Bees, Please Don't Buzz Off

Walk into any office or home across the U.S. and one will likely find someone snacking on almonds, cashews, potato chips, celery, etc. While these common snack foods work to power us through the day and help quench that afternoon hunger, they also have something else in common: all of these snack foods are brought to you, in part, by bees.

In fact, honey bees enable the production of more than 90 commercially grown crops here in the United States.

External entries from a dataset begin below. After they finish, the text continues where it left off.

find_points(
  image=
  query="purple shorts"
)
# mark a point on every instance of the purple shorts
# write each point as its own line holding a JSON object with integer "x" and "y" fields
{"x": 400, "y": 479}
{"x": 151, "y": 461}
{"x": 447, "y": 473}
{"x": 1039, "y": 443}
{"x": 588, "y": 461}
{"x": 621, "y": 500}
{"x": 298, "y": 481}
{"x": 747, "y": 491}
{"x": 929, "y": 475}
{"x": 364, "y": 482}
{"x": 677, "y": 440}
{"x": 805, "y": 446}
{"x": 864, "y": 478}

Around the world, more than one-third of food production relies on pollination, which is important to understand because, over the past 60 years, the number of honey bee colonies in the United States has decreased steadily.

While the decline in the bee population has become a headline recently, the fact is the U.S. has been dealing with a declining bee population for more than 60 years. In 1947, the U.S. was home to more than 6 million bee colonies; today, that number has dropped to roughly 2.5 million.

While the decline of the honey bee population is not necessarily new in the U.S., the rate of decline has picked up over the past 10 years. Since 2006, commercial beekeepers in the U.S. have experienced winter loss rates averaging 30 percent each winter, and the most recent statistics show this trend continuing as winter loss rates from 2015-2016 were approximately 28 percent. This figure is also daunting because it is nearly double the historical winter loss rates that typically fluctuated between 15 percent and 20 percent.